“This obsession with rock is so pathetic,” Zo said to her on a private band. “To be so old and still so small. To limit yourself to the world of inert matter, a world that will never surprise you, never do a single thing. So that you won’t be hurt. Areology as a kind of cowardice. Sad, really.”
A noise on the intercom: air shot between front teeth. Disgust.
Zo laughed.
“You’re an impertinent girl,” Ann said.
“Yes I am.”
“And stupid as well.”
“That I am not!” Zo was surprised at her own vehemence. And then she saw Ann’s face was twisted with anger behind her faceplate, and her voice hissed in the intercom over sharp heavy breaths.
“Don’t ruin the walk,” Ann snapped.
“I was tired of being ignored.”
“So who’s afraid now?”
“Afraid of the boredom.”
Another disgusted hiss. “You’ve been very poorly brought up.”
“Whose fault is that?”
“Oh yours. Yours. But we have to suffer the results.”
“Suffer on. I’m the one that got you here, remember.”
“Sax is the one who got me here, bless his little heart.”
“Everyone’s little to you.”
“Compared to this. . . .” The movement of her helmet showed she had glanced down into the rift.
“This speechless immobility that you’re so safe in.”
“This is the wreckage of a collision very similar to other planetessimal collisions in the early solar system. Mars had some, Earth too. That’s the matrix life emerged out of. This is a window into that time, understand?”
“I understand, but I don’t care.”
“You don’t think it matters.”
“Nothing matters, in the sense you mean. There is no meaning to all this. It’s just an accident of the Big Bang.”
“Oh please,” Ann said. “Nihilism is so ridiculous.”
“Look who’s talking! You’re a nihilist yourself! No meaning or value to life or to your senses— it’s weak nihilism, nihilism for cowards, if you can imagine such a thing.”
“My brave little nihilist.”
“Yes— I face it. And then enjoy what can be enjoyed.”
“Which is?”
“Pleasure. The senses and their input. I’m a sensualist, really. It takes some courage, I think. To face pain, to risk death to get the senses really roaring. . . .”
“You think you’ve faced pain?”
Zo remembered a stalled landing at Overlook, the pain-beyond-pain of broken legs and ribs. “Yes. I have.”
Radio silence. The static of the Uranian magnetic field. Perhaps Ann was allowing her the experience of pain, which given its omnipresence was no great generosity. In fact it made Zo furious. “Do you really think it takes centuries to become human, that no one was human until you geriatrics came along? Keats died at twenty-five, have you read Hyperion? Do you think this hole in a rock is as sublime as even a phrase of Hyperion? Really, you issei are so horrible. And you especially. For you to judge me, when you haven’t changed from the moment you touched Mars. . . .”
“Quite an accomplishment, eh?”
“An accomplishment in playing dead.

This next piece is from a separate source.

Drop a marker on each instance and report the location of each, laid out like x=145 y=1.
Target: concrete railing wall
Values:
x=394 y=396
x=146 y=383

Ann Clayborne, the greatest dead person who ever lived.”
“And an impertinent girl. But look at the grain of this rock, twisted like a pretzel.”
“Fuck the rocks.”
“I’ll leave that to the sensualist. No, look. This rock hasn’t changed in three-point-five billion years. And when it did change, my Lord what a change.”

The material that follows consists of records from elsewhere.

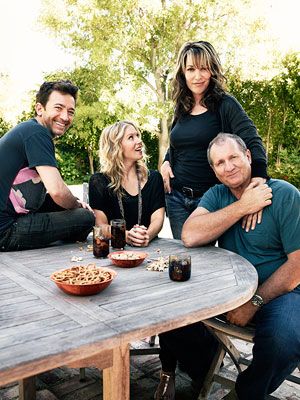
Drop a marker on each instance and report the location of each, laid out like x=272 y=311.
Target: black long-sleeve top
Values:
x=191 y=134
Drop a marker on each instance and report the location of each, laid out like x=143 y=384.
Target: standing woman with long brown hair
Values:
x=202 y=110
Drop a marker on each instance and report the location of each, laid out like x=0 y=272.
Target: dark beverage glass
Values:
x=118 y=233
x=180 y=267
x=101 y=235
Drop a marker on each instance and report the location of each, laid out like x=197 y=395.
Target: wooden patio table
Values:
x=42 y=328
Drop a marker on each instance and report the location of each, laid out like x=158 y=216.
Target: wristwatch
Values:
x=257 y=300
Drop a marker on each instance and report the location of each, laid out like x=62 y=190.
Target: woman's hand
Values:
x=250 y=221
x=138 y=236
x=167 y=174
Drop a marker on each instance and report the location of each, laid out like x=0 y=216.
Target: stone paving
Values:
x=64 y=383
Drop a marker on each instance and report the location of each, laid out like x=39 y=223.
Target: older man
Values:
x=36 y=206
x=273 y=247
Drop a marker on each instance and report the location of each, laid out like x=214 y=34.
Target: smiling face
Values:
x=231 y=164
x=132 y=145
x=58 y=113
x=197 y=76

Zo looked at the jade rock under their boots. Somewhat glasslike, but otherwise utterly nondescript. “You’re obsessed,” she said.
“Yes. But I like my obsessions.”
• • •
After that they hiked down the spine of the buttress in silence. Over the course of the day they descended to Bottom’s Landing. Now they were a kilometer below the rims of the chasm, and the sky was a starry band overhead, Uranus fat in the middle of it, the sun a blazing jewel just to one side. Under this gorgeous array the depth of the rift was sublime, astonishing; again Zo felt herself to be flying. “You’ve located intrinsic worth in the wrong place,” she said to all of them, over the common band. “It’s like a rainbow. Without an observer at a twenty-three-degree angle to the light reflecting off a cloud of spherical droplets, there is no rainbow. The whole universe is like that. Our spirits stand at a twenty-three-degree angle to the universe. There is some new thing created at the contact of photon and retina, some space created between rock and mind. Without mind there is no intrinsic worth.”